Both neonates were treated conservatively. This consisted of gentle cleansing of the denuded area with saline-diluted bovidine iodine lotion and then covering it with antibiotic-impregnated non-adherent dressing to promote healing in a moist environment. The dressing was changed every 5-7 days.


Few conditions may be associated with ulceration in the newborn. The most common lesion of them is the ACC either alone or with EB. In transient bullous dermolysis, which is a form of dystrophic EB, the baby may have blisters in the limbs.[14] Congenital herpes may rarely be the cause of congenital abrasions.[15] Neonate with Setleis syndrome may have depressed scarred areas on the temporal scalp resembling healed ACC; however, it can be differentiated easily by its characteristic facial features especially periorbital puffiness and inverted V-shaped mouth.[16] Other causes of ulcerations in neonates that should be differentiated from ACC include scalp electrode[17] and pyoderma gangrenosum.[18]

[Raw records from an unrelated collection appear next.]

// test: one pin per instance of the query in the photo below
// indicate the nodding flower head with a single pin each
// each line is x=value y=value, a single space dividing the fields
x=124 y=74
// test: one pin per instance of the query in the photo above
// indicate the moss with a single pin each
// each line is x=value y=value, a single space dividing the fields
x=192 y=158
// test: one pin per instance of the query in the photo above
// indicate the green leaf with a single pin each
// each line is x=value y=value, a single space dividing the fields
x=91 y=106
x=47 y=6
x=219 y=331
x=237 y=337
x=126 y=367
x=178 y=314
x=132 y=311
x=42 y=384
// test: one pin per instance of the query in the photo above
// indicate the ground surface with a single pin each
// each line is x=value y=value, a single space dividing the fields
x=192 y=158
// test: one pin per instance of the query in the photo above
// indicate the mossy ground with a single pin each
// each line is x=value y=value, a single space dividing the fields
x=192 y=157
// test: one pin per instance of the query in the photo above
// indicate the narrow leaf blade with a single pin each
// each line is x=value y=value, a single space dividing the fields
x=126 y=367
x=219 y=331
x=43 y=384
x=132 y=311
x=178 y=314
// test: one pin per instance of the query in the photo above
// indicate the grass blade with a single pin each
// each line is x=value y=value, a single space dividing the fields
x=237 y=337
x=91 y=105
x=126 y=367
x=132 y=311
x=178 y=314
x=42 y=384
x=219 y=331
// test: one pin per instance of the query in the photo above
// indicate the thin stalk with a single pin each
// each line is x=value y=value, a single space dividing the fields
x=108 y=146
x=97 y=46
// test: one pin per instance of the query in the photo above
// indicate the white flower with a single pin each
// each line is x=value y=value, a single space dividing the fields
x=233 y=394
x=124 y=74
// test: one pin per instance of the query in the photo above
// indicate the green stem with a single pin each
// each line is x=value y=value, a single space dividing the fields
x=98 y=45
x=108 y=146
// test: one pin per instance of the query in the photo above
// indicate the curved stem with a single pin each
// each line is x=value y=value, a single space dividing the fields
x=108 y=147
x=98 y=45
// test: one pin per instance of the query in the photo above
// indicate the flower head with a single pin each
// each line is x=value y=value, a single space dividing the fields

The management of non-scalp ACC is still controversial. Most lesions heal spontaneously with conservative dressing, but large lesions may necessitate surgical interference with skin grafts or local skin flaps.[2] Fresh allograft has been used as temporary biological dressing to enhance epithelization of the defects.[19] Cultured epithelial autografts have been used together with acellular allogenic dermal grafts.[20] Skin grafting is limited by donor-site availability, potential morbidity and the technical difficulties associated with handling the thin neonatal skin. Flap reconstruction involves subjecting a neonate to anaesthesia and a major surgical procedure, with the risk of significant blood loss. Although the use of cultured keratinocytes is promising, it is still restricted to centres having tissue culture laboratory.

In our two cases, the relatively large wounds were managed conservatively on an outpatient basis and in the two cases; healing was complete in an average period of 41 days without the need for hospitalization. Domiciliary treatment allowed normal breast-feeding of the neonates without disturbing or interfering with his parents' life. Epithelization was noticed first in the areas away from the joints; this may be due to the effects of joint mobility on the epithelization process. We did not use slabs to immobilize the nearby joints; instead we used bulky cotton padding that limited the joint mobility rather than completely abolishing it.

Conservative outpatient management of the ACC is simple and it obviates the stress of hospital stay and the possibility of infections by resistant hospital borne micro-organisms. Although the wound healed by secondary intention, this spontaneous healing in our patients did not result in any significant scarring or contractures in the nearby joints. However, there was slight abnormal hypopigmentation in the healed skin.


Source of Support: Nil

Conflict of Interest: None declared.